Our pain makes us more aware of Jesus’s pain, increasing our gratitude for the agony he suffered on the cross. We also rejoice because through his sacrifice, our sin is forgiven and our salvation secured. We remember and cry, “Thank you, Jesus, for suffering in our place!”
4. Trials make us more like Jesus.
When Joseph’s brothers intended evil toward him, “God meant it for good,” to keep many people alive in famine (Gen. 50:20). Our redeeming God—who worked out our salvation through Jesus’s painful sacrifice on the cross—continues to work all things, including our trials, for the “good of those who love him” (Rom. 8:28–29). One good thing God does through hardship is make us more like Jesus, who “learned obedience through what he suffered” (Heb. 5:8).

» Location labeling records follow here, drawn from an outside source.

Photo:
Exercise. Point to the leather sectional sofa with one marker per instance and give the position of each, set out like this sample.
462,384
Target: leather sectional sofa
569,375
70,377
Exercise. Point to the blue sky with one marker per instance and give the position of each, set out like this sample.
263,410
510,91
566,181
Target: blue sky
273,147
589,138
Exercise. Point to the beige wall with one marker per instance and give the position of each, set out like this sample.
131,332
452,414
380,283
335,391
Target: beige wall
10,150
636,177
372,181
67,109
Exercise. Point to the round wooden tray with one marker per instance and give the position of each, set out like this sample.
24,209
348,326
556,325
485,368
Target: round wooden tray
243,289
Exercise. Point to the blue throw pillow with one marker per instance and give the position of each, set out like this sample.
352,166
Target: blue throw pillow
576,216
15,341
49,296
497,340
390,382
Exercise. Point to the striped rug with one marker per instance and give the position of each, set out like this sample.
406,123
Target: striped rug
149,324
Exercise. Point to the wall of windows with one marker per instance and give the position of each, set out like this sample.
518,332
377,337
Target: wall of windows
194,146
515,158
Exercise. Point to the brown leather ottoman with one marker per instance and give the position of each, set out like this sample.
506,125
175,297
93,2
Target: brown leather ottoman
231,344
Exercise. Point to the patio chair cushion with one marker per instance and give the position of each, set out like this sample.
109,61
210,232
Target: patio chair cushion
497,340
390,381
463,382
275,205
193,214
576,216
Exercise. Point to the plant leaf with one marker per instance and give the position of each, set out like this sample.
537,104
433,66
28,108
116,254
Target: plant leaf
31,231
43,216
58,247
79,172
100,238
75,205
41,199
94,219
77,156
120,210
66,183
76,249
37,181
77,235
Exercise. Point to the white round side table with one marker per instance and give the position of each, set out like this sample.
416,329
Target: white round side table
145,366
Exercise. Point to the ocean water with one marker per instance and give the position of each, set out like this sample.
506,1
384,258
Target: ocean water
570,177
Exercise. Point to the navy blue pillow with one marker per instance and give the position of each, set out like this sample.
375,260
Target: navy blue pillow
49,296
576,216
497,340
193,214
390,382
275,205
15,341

5. Trials equip us to comfort others.
In our trials, God means to comfort us so abundantly that we overflow with compassionate care for others. Paul writes that God “comforts us in all our affliction, so that we may be able to comfort those who are in affliction” (2 Cor. 1:4). It’s God’s intention that we be conduits of his comfort to suffering family, friends, and neighbors. Our experience of trials helps us understand what others might feel and need, and our experience of God’s comfort equips us to come alongside them to pray and serve in a gentle manner.
6. Trials prepare an eternal weight of glory.
Maybe we can’t see what our trials are doing, but they’re working. Each “light momentary affliction is preparing for us an eternal weight of glory beyond all comparison” when we look to what is unseen (2 Cor. 4:17–18). Each car ride to the treatment center. Each pile of paperwork and signed check. Each sleepless night spent caring for sick children. Given to him, it’s all significant in the kingdom of heaven.
7. Trials remind us that earth isn’t our true home.
In loneliness, we yearn for God’s presence. Tears stir our hearts for a place with no “mourning, nor crying, nor pain anymore” (Rev. 21:4). Sick bodies wait eagerly for new ones. Death makes us long for resurrection. These trials remind us that earth isn’t our true home. They increase our hunger for heaven.
8. Trials test and strengthen our faith.
Trials prove the genuineness of our faith, which fills our hearts with joyful assurance of salvation and results “in praise and glory and honor at the revelation of Jesus Christ” (1 Pet. 1:7). This strengthening of faith motivates us to “lay aside every weight, and sin which clings so closely, and . . . run with endurance the race that is set before us, looking to Jesus, . . . who for the joy set before him endured the cross” (Heb. 12:1–2).
God Is Doing Something Through Your Trials
Even knowing the good that comes through trials, I doubt we would intentionally choose suffering for ourselves or our loved ones. But God is wiser than we are. His ways are higher than our ways (Isa. 55:9), and he uses trials for both his seen and unseen purposes in our lives.
You may not know what God is doing in a particular trial, but given the many options presented in Scripture, you can know he’s doing something. Given how much he loves you, you can know it’s for your eternal good. That is a reason for great rejoicing.